The uses listed above are not intended to be exhaustive and may be updated from time to time as business needs and legal requirements dictate. Where appropriate, you will be given a more detailed explanation as to how your personal data is used on a case-by-case basis.

Trustwave’s websites may link to other websites which are not within its control. Once you have left Trustwave’s websites, Trustwave cannot be responsible for the protection and privacy of any information which you provide. You should exercise caution and look at the privacy statement applicable to the website in question.

2.3  Sensitive Information

Information about you which is considered sensitive or a special category of personal data under data protection laws can include information about your medical or health conditions, racial or ethnic origin, political opinions, trade union membership, religious or philosophical beliefs, genetic data, biometric data, sexual life and sexual orientation, and suspected or proven criminal activity and related proceedings. If we need to process sensitive or special categories of personal data, you will be notified of such processing and asked to specifically agree to the use of such information as appropriate.

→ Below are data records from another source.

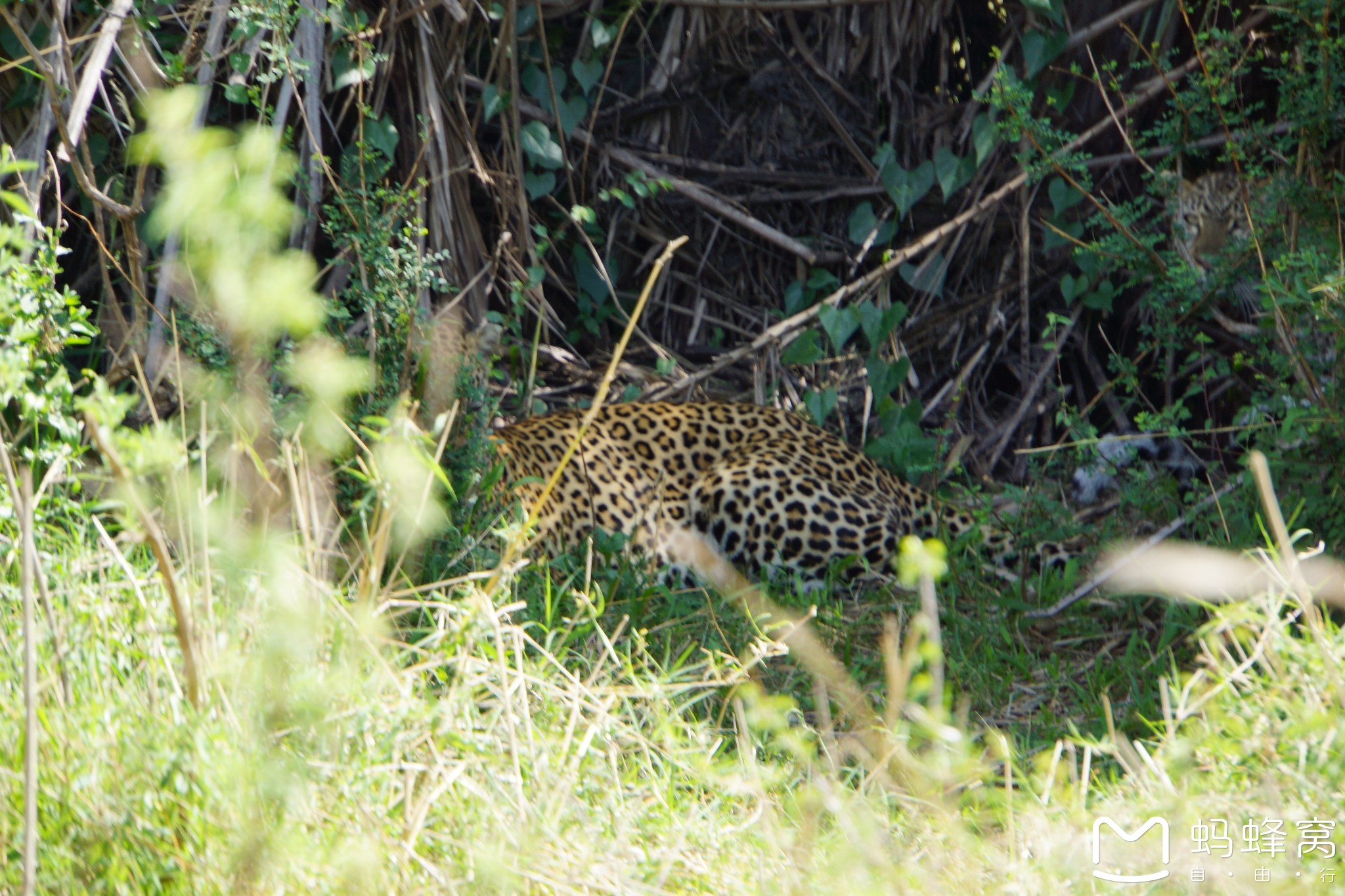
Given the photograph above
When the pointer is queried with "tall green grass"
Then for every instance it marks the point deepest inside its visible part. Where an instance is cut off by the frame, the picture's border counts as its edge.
(354, 735)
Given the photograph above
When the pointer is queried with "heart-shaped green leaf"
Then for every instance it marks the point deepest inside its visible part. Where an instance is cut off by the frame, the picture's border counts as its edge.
(1051, 238)
(540, 146)
(803, 350)
(953, 171)
(1053, 10)
(839, 324)
(1063, 195)
(586, 73)
(879, 323)
(820, 405)
(539, 184)
(984, 136)
(381, 133)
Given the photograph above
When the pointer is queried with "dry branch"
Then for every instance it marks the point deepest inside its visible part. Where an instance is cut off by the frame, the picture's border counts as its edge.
(1146, 92)
(693, 191)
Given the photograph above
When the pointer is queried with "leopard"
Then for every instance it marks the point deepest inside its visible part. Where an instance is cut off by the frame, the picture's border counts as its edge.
(1210, 214)
(772, 492)
(1212, 217)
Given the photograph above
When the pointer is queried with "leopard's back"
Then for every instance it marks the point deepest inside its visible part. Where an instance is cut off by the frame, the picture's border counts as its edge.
(772, 490)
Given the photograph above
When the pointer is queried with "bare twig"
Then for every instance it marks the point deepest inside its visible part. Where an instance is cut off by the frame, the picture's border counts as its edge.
(93, 75)
(1146, 92)
(1139, 550)
(1030, 394)
(693, 191)
(30, 687)
(599, 395)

Trustwave asks that you do not provide any sensitive or special categories of personal data unless Trustwave specifically asks for this.

2.4  Disclosures

Trustwave may share your personal data with any of its subsidiaries, related companies or parent who may process your personal data for the purposes specified in this privacy policy.

Sometimes Trustwave will share your information with carefully selected third parties outside of Trustwave’s corporate group (such as its partners, resellers, and subcontractors, such as service providers, Internet cookie information recipients, advertisers, social media companies). Trustwave may do this for the following reasons:

• To carry out services for Trustwave;
• To provide you with information about special promotions and offers which we think you might be interested in;
• In response to lawful requests by public authorities, including to meet national security or law enforcement requirements;
• When Trustwave believes it is necessary to comply with the law or protect our or another person's rights, property, or safety; and/or
• If there is (or is to be) any change in ownership of any Trustwave business or assets, then Trustwave may wish to share your information so that the new (prospective) owners may continue to operate our business effectively and continue to provide services to customers. This may include new shareholders or any organization that might take an assignment or transfer of any agreements we have entered into with Trustwave’s customers.

Trustwave will place appropriate obligations and restrictions on third parties to protect your details.

Trustwave will remain responsible to you under applicable law in the event any of its agents processes your personal data in a manner inconsistent with applicable law except where Trustwave can prove that it is not responsible for the relevant event.

Some Trustwave companies and sometimes other third parties with whom we share personal data are or may be located outside your country of origin. As such, Trustwave will also ensure that any personal data transfers outside of its country of origin shall be conducted in accordance with applicable data protection laws and any required adequate data transfer mechanism contemplated by law (e.g., model or standard contractual clauses).

2.5  Opting Out / In

If you are a customer or you have previously asked us for information on Trustwave’s products and/or services, Trustwave may send you information on its range of products and services to your contact details, unless you have asked us not to do so.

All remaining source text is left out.